Prakash Palanisamy, Solutions Architect at Amazon walks through a couple of use cases and dives deep into the deployment and management of AWS Lambda functions. Touching configuration management, build pipelines versioning and logging he finishes his talk with a small demo application showcasing the power of AWS Serverless Application Model (SAM), AWS CodeBuild and AWS CodePipeline.

15:15 — 16:00 Scaling up to your first 10 million users

Transformation and scaling go hand in hand. An organisation can profit from an architecture designed for scale while organisations failing to scale have difficulty adopting to changing demands.

Adrian Hornsby, Technical Evangelist at Amazon takes us on a journey from having an idea to having ten million users from across the globe highlighting the importance of choices made early on.

Are we building an enterprise application or a simple web app? Will it be used across different time zones? Is the content static or dynamic? From day one on, Adrian advises operational excellence:

  • High quality, version controlled code
  • Have a CI/CD pipeline
  • Infrastructure as code
  • Security at every layer
  • Be cost conscious
  • Test everything
  • Disaster recovery (DR) procedure at hand

What follows is a series of infrastructure layouts driven by standard AWS components. Starting out with a single static web page delivered by S3 and ending with a well thought through decoupled infrastructure handling multi region, highly available environment capable of serving millions of users.
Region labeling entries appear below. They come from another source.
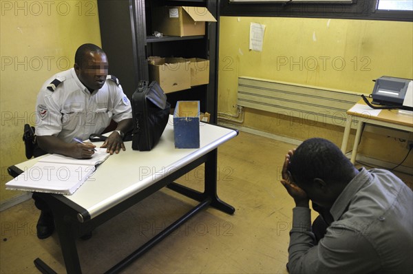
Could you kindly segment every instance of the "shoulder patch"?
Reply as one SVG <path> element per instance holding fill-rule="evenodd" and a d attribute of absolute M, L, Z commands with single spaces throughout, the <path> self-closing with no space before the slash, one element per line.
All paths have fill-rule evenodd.
<path fill-rule="evenodd" d="M 116 83 L 117 85 L 119 85 L 120 84 L 120 83 L 119 83 L 119 79 L 118 79 L 118 78 L 116 78 L 116 76 L 113 76 L 113 75 L 108 75 L 108 76 L 106 76 L 106 80 L 112 80 L 112 81 L 113 81 L 114 82 L 115 82 L 115 83 Z"/>
<path fill-rule="evenodd" d="M 46 87 L 47 89 L 51 91 L 52 92 L 54 92 L 54 89 L 59 85 L 63 81 L 64 81 L 66 78 L 65 77 L 57 77 L 56 79 L 53 80 Z"/>

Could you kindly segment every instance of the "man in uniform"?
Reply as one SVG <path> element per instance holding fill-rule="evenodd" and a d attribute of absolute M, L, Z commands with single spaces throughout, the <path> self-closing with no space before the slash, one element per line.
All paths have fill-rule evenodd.
<path fill-rule="evenodd" d="M 116 129 L 101 147 L 108 153 L 125 150 L 124 133 L 132 126 L 131 104 L 118 79 L 108 76 L 109 63 L 103 50 L 84 44 L 76 52 L 74 67 L 58 73 L 42 86 L 37 96 L 36 135 L 45 152 L 75 158 L 91 158 L 95 146 L 79 143 L 92 134 L 100 134 L 113 120 Z M 37 237 L 49 237 L 54 229 L 52 214 L 36 193 L 35 204 L 41 210 Z"/>

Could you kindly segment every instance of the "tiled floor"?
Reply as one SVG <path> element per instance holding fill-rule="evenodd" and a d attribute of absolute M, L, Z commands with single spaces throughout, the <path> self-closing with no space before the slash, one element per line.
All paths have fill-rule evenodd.
<path fill-rule="evenodd" d="M 279 178 L 284 155 L 293 147 L 242 132 L 220 147 L 218 195 L 235 213 L 206 209 L 123 273 L 286 273 L 294 203 Z M 179 182 L 199 189 L 202 171 L 201 166 Z M 194 204 L 164 189 L 107 222 L 90 240 L 78 241 L 83 273 L 105 272 Z M 38 215 L 32 200 L 0 213 L 1 273 L 38 273 L 33 264 L 38 257 L 65 273 L 56 233 L 36 237 Z"/>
When it comes to scaling to ten million users the following key concepts should be noted: use managed services where possible; offload compute intensive tasks to queue workers; leverage serverless computing to be cost conscious while increasing decoupling.

Closing out the day are Frank van Boven & Roelof Reitsma, Team Lead & Senior Software Developer at Coolblue.

Their story starts at 1999, the inception of Coolblue. Followed by a fresh start in 2004 after struggling with their home-brew software roots, kickstarting their journey towards transformation to the cloud.

Creating a new project made sure they had the right foundation, but it was by no means ready to scale. Issues like disk space- and bandwidth usage or the lack of configuration management when they started buying their own hardware started to appear once their customer base grew. On top of it all, their business experienced peak usage during holidays which gave them a hard time provisioning enough machines to stay up and running.

Solving the peak hour scaling issue concludes their story. A combination of Puppet for configuration management, AWS CloudFormation for provisioning and Github allowed them to move their core architecture to AWS, going live today! 2017 will be the first year they surpass the 1 billion euro revenue mark. Transforming to AWS allows them to scale effortlessly into the future.

AWS Transformation day was a smooth experience. Combining talks with enough depth to learn a few things and a broad selection of topics to entertain both the true geeks as well as senior management I would recommend this event to all who missed this years edition.